VH1’s new celebrity show is basically a knock-off of “E! Investigates,” only there’s an entire season of celebrity murders to investigate. In the premiere episode of “Famous Crime Scenes,” the show uses interviews from past and present, old photos, graphics and cheesy reenactments to help recreate what happened the night Tupac was murdered. Upcoming subjects include Michael Jackson, John Lennon, Selena, Marvin Gaye and Notorious B.I.G.

If there is something you missed about any of the celebrity murders, this show has got you covered. Every single aspect of these cases is examined, including the events leading up to the death and those that occurred after. High-profile “celebrity” witnesses and friends explain what they think happened, while police officials from the crime scenes help to verify how authorities responded. Get ready for some more of those annoying people you remember hating from the news coverage — Howard K. Stern included — who are probably looking for one last outlet for their everlasting 15 minutes of fame.

Real-life recreations of the scenes, using maps and actors, help to visually place the viewer at the crime scene. From toxicology reports to ballistics, DNA evidence, suspect profiling and more, this show is basically a virtual tour of the night these infamous celebs kicked the bucket.

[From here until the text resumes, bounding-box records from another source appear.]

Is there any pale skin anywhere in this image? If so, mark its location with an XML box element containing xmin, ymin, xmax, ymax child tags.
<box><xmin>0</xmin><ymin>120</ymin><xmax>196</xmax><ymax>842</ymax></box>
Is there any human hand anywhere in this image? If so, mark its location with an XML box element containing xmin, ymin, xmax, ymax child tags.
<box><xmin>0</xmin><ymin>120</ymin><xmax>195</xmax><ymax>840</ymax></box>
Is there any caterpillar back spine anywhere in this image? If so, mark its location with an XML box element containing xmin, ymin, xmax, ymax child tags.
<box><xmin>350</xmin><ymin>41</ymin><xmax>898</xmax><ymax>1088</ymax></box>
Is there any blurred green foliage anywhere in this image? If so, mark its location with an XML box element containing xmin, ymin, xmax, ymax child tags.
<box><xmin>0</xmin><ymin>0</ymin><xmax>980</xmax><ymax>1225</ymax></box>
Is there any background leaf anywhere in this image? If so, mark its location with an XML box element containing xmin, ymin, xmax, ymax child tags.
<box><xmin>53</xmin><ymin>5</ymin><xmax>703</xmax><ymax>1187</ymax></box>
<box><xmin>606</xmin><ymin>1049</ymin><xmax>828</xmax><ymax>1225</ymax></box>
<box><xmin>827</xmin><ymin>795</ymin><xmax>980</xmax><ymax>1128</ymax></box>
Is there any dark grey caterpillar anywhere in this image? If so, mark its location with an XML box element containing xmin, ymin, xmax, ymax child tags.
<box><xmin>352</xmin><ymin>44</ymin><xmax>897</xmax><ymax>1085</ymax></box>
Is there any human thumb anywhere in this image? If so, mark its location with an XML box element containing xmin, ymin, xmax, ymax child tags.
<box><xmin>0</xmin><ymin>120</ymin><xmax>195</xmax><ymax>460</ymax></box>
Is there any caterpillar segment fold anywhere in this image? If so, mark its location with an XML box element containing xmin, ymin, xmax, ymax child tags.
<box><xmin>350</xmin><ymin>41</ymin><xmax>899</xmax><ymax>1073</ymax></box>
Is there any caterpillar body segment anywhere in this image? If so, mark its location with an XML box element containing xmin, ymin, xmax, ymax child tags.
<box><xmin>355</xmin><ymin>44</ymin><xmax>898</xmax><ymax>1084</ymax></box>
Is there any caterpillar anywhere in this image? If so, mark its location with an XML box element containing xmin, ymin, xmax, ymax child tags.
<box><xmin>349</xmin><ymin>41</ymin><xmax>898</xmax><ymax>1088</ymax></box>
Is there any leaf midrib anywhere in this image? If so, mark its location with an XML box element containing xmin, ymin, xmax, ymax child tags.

Computer-generated (and somewhat lame) visual aides explain what is going on inside of the bodies. Doctors who took the calls are interviewed and they explain exactly how the bullets were lodged in Tupac’s body and the combination of drugs that Anna Nicole Smith consumed.

Luckily, each episode is only 30 minutes. Any longer and it would have been searching for content and dragging out a story everyone knows about. While it is interesting to review famous murder cases, this show doesn’t really have any staying power. Most of the cases were covered so intensely when they actually happened, that you’d have to be living under a rock to not know at least a little bit about what occurred.

Future episodes, for example, are about Anna Nicole Smith and Michael Jackson. What could we possibly learn about those cases that hasn’t been plastered all over the news? “Famous Crime Scenes” might have more success 20 years down the line, because it would be geared toward a generation that wouldn’t know as much about those deaths. For now, it’s going to “go behind the crime-scene tape,” and take us all to a place we’ve been many, many times before.